Ross Stores Is a Victim of Valuation

Ross Stores Is a Victim of Valuation

For off-retail department store chain Ross Stores , the year's successes came to a grinding halt as the company delivered third-quarter earnings that surpassed expectations but failed to achieve the Street's projected guidance figures. Shares dropped nearly 7.5% after a 10-month, 50% run-up that had the apparel retailer as one of the top performers in the industry. Top- and bottom-line sales grew, same-store sales grew, and things are projected to continue growing (albeit at a lower rate than originally suggested). So, the question for investors is whether Ross' tepid guidance is indicative of a longer-term slowing, or just a macroeconomic-induced blip in an otherwise attractive business.

Earnings recap
Sales rose 6% to $2.4 billion in Ross' third quarter. Analysts had wanted slightly more, but the number was more or less on point. On the bottom end of the income statement, the company delivered above both internal and Wall Street estimates, with $0.80 per share. In the year-ago quarter, Ross earned $0.72 per share.

Same-store sales rose 2% -- not a tremendous gain but admirable considering the comp quarter posted a 6% rise.

Given the stock's big-time rise this year and ambitious goals baked into its price, investors and analysts were none too pleased to see forward EPS guidance that came in several cents lower than expectations and with just 1% to 2% same-store sales growth. Management predicts between $0.97 and $1.01 per share for the fourth quarter, whereas analysts wanted $1.09 on average.

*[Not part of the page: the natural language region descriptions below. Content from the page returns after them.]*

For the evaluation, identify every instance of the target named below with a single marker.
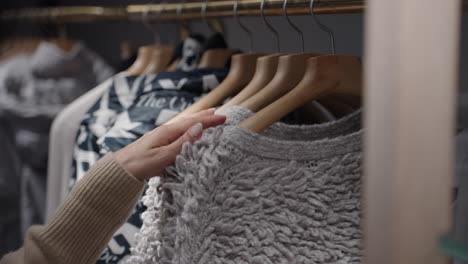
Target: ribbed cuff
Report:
(95, 208)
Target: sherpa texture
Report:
(218, 203)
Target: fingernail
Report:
(195, 130)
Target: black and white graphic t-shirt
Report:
(132, 106)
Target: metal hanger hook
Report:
(162, 7)
(183, 22)
(294, 27)
(270, 28)
(242, 26)
(203, 14)
(323, 27)
(145, 20)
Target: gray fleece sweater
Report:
(289, 195)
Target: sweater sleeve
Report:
(95, 208)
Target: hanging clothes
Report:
(132, 106)
(461, 203)
(61, 143)
(33, 89)
(241, 197)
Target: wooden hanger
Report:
(289, 73)
(264, 72)
(160, 58)
(241, 72)
(215, 58)
(325, 75)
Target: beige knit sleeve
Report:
(96, 207)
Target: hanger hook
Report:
(270, 28)
(323, 27)
(294, 27)
(179, 10)
(162, 7)
(203, 13)
(242, 26)
(145, 20)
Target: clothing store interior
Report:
(344, 139)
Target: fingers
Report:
(181, 127)
(206, 112)
(191, 135)
(180, 116)
(167, 134)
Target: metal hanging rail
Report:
(168, 11)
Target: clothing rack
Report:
(177, 11)
(411, 82)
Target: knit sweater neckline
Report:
(267, 147)
(304, 132)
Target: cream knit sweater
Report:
(239, 197)
(85, 221)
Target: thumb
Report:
(192, 134)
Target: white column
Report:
(411, 79)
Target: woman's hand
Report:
(154, 151)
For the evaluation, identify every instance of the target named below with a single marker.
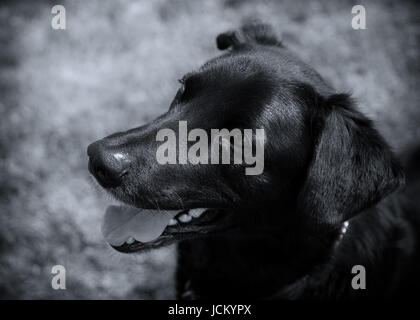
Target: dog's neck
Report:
(286, 256)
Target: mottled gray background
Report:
(115, 67)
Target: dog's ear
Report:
(249, 33)
(352, 167)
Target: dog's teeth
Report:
(172, 222)
(185, 218)
(196, 212)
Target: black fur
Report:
(325, 163)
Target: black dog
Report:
(323, 204)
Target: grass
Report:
(115, 67)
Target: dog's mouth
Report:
(129, 229)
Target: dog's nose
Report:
(106, 164)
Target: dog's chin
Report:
(181, 225)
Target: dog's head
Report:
(323, 161)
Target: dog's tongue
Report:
(122, 222)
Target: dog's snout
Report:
(107, 164)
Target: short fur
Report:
(325, 163)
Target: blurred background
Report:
(115, 67)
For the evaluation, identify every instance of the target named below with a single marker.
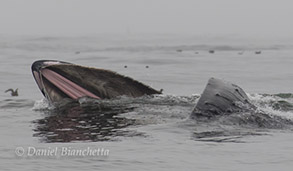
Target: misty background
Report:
(244, 18)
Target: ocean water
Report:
(151, 132)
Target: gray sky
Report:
(197, 17)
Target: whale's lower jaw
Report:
(221, 97)
(58, 80)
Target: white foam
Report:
(264, 104)
(42, 104)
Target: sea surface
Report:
(150, 132)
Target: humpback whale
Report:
(58, 80)
(220, 97)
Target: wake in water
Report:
(106, 120)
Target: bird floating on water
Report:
(13, 92)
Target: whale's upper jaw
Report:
(43, 84)
(58, 80)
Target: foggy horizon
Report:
(249, 18)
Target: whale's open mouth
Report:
(58, 80)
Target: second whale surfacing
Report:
(58, 80)
(220, 98)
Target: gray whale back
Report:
(221, 97)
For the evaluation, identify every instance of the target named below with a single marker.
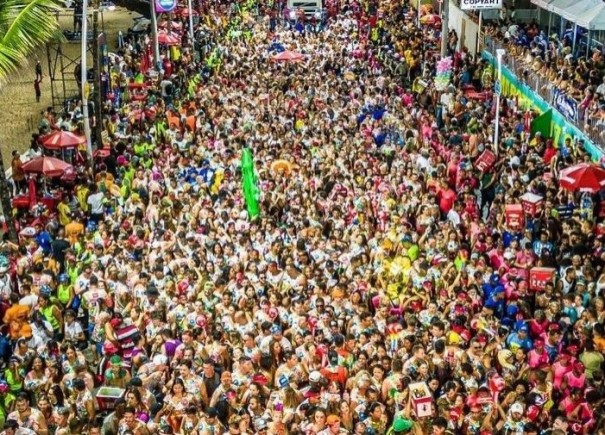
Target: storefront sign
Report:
(475, 5)
(162, 6)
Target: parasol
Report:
(583, 177)
(288, 56)
(166, 38)
(48, 166)
(62, 139)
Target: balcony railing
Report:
(590, 120)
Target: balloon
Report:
(496, 385)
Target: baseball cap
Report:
(516, 407)
(332, 419)
(312, 392)
(315, 376)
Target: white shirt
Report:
(95, 201)
(73, 331)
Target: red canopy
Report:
(288, 56)
(584, 177)
(48, 166)
(166, 38)
(62, 139)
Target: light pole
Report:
(445, 16)
(154, 35)
(191, 35)
(497, 89)
(83, 78)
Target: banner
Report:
(163, 6)
(566, 105)
(526, 98)
(475, 5)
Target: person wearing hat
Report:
(333, 423)
(276, 334)
(16, 316)
(520, 339)
(401, 425)
(28, 417)
(210, 423)
(51, 313)
(73, 330)
(116, 375)
(334, 372)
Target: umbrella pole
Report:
(5, 201)
(84, 72)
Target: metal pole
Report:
(499, 53)
(444, 27)
(85, 86)
(479, 33)
(154, 33)
(191, 35)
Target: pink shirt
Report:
(559, 372)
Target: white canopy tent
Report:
(593, 19)
(589, 14)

We all know that quarterly expectations are incredibly myopic events and should not be near the paramount of a business evaluation, but do Ross' forward-looking statements suggest the company was overly optimistic?

Ross markets to a lower-income customer base -- one that is very sensitive to shifts in the economy. While 2013 wasn't a terrible year, the overall consensus appears to be continued thriftiness in consumer-spending habits while the economy grows painfully slowly. Ross was coming off a fantastic year (when compared to the year before it and so on), and the market applauded. In its generosity, the market valued Ross with little room for unforeseen events. Even today, the company trades at more than 17 times forward earnings. Industry giant Macy's trades at under 12 times earnings, while high-end player Nordstrom sits at 15 times earnings.

Investors may want to view Ross' tepid guidance and the recent stock sell-off as a typical reaction to prolonged market hype, and not so much a stutter in the operating business.

Ross is a good business that's run well, but the stock had little headroom. Either wait for performance to catch up to estimates, or let the stock price come back toward the realm of reason.